In another example, materials from tank bottoms, bilge bottoms, and oil-contaminated earth are often incinerated. The incineration process is inherently expensive, because most of these wastes are essentially water. Thus, the wastes must not only be boiled, but also be raised to a proper incineration temperature (1800° F. to 2000° F.) and be held at that temperature for one to two seconds to insure nearly complete combustion. Such a procedure is expensive because additional energy is required to reach the proper temperature. Moreover, it is prone to produce further undesirable by-products as discussed hereinabove, but it also destroys (through oxidation) hydrocarbons that would otherwise be of commercial value if recovered.
Furthermore, disposing of drilling muds is difficult, particularly with known mass volume wet oxidation or even super-critical wet oxidation techniques now being used due, at least in part, to the presence and concentration of metal salts, often in excess of 5000 mg/l.

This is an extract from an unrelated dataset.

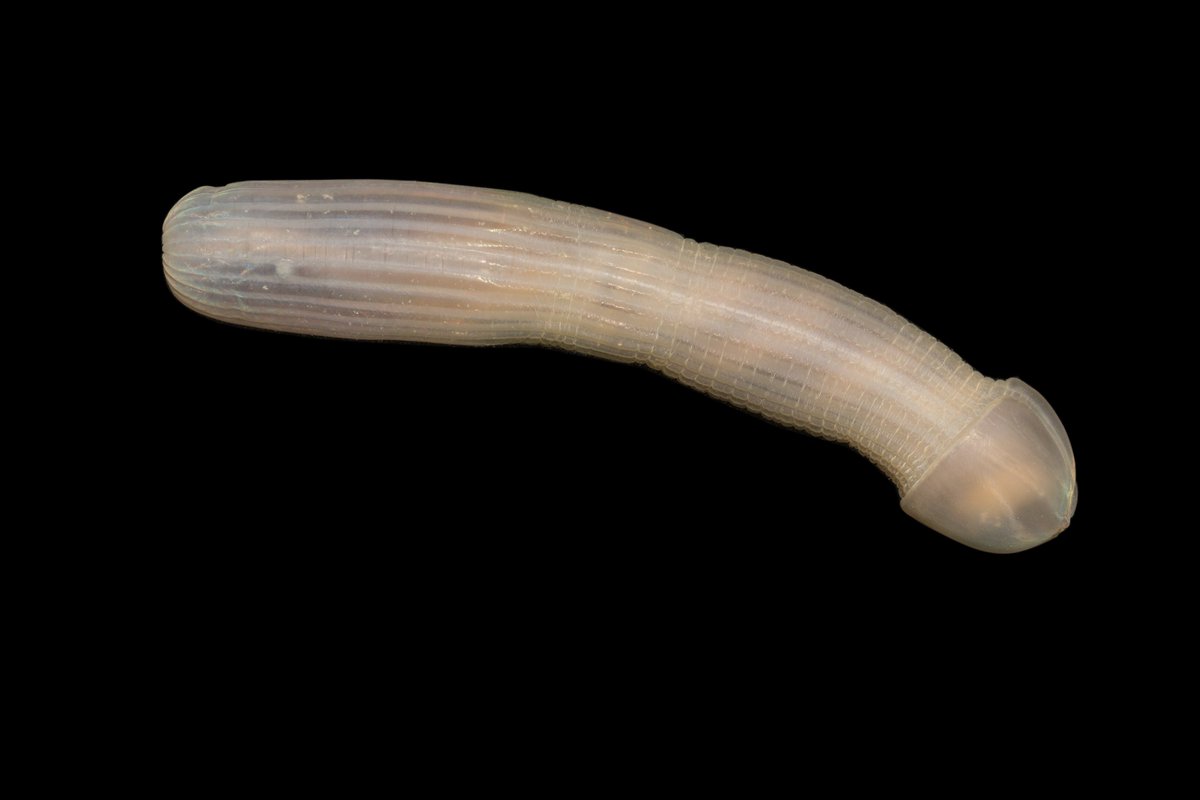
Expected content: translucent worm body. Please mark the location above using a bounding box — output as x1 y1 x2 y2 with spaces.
163 180 1077 552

It is well known that these metal salts attack the metal containment vessels used in these techniques and severely damage or destroy the metal containment apparatus of those wet chemistry vessels.

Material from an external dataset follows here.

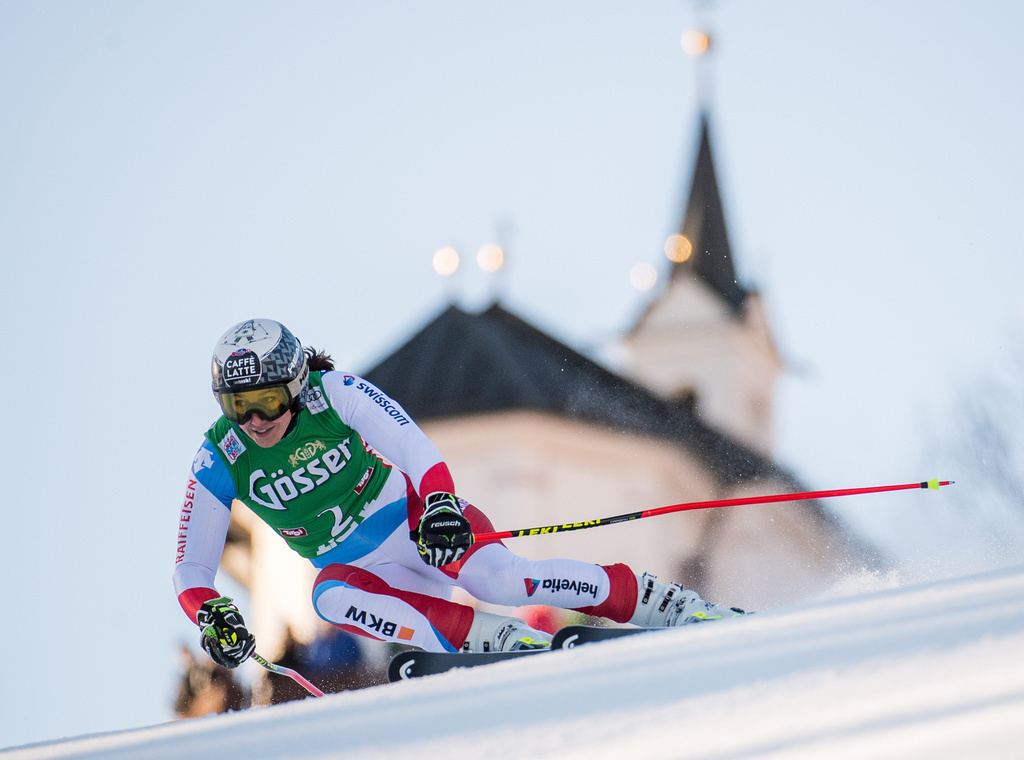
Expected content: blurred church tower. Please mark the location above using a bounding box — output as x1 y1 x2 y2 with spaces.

It is also a problem that many wastes are at isolated locations and/or exist in too small quantities to economically warrant a typical fixed base incineration process. As a result, these wastes must be transported at great risk and cost.

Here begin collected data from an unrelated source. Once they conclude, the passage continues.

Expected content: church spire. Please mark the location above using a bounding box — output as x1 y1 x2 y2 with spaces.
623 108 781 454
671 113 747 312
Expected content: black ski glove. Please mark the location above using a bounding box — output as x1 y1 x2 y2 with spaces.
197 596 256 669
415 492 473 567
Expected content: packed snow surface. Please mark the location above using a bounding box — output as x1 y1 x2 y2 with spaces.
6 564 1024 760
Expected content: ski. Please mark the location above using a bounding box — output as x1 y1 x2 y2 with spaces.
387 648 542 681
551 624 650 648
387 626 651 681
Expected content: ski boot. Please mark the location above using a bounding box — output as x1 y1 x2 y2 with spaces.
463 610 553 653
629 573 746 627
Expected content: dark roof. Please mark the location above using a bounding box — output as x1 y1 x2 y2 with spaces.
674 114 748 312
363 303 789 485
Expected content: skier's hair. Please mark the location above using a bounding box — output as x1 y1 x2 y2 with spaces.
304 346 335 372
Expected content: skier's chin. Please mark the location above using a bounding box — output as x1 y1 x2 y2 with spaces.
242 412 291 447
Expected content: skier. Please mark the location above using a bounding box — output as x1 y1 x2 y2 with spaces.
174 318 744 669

There are known processing devices that heat wastes in the absence of oxygen to bake away the hydrocarbons from the water and solids residue, but these devices generally utilize either (1) a batch process or (2) a continuous operation process that provides ineffective methodology or apparatus for the recovery of heat energy. The use of heat energy in the operation is required if the processing device is to be efficiently self sustaining. Such ineffective devices are currently used in the extraction of hydrocarbons from tar sands and oil shales. While these are not wastes per se, their processing is similar in nature to hazardous waste processing except that when compared to most hazardous waste, the sand and shale are usually lower in water and hydrocarbon content percentage to the total solid weight of the materials and the recovery of the hydrocarbon is the primary object of the process.
For example, U.S. Pat. No. 4,280,279 discloses a rotating kiln which introduces feed to an inner drum, wherein outgoing solids pass in counterflow in an exterior, concentric drum. Steam and gases are extracted and condensed separately. This, however, violates the principles of conservation of heat energy in that the coldest materials to be treated are on the interior of the device and the exiting solids, which have the highest temperatures, lose most of their heat to the outside walls of the kiln. No heat energy of the water is conserved at all, nor is the heat energy of the oil extracted. The heat necessary to supply the kiln is derived partially from the combustion of the product itself within the kiln supplemented by a burner discharging into the kiln.
Similarly, U.S. Pat. No. 4,285,773 discloses a cold feed into the interior of a rotating kiln and direct firing within the kiln chamber with extraction of the liquid and oil factions, resulting in the loss of heat therefrom, as well as loss of most of the heat from the solid faction due to its outboard placement.
U.S. Pat. Nos. 4,563,246, 4,583,468 and 4,724,777 all disclose retort devices, which lack the ability of using the heat of vaporization of the liquid water and oil factions to preheat incoming materials. Further, all use peripheral spiral chambers for return flow of solids that are known to often result in flow plugging and poor mixing of the exiting solids as necessary for proper heat extraction.
Therefore, a need exists for a retort apparatus for the baking of a liquid and solid mixture, such as for the processing of hazardous waste, sand tar, oil shale or the like, which has the ability to recover and recycle heat energy, useful by-products, and decontaminated materials from the retort process.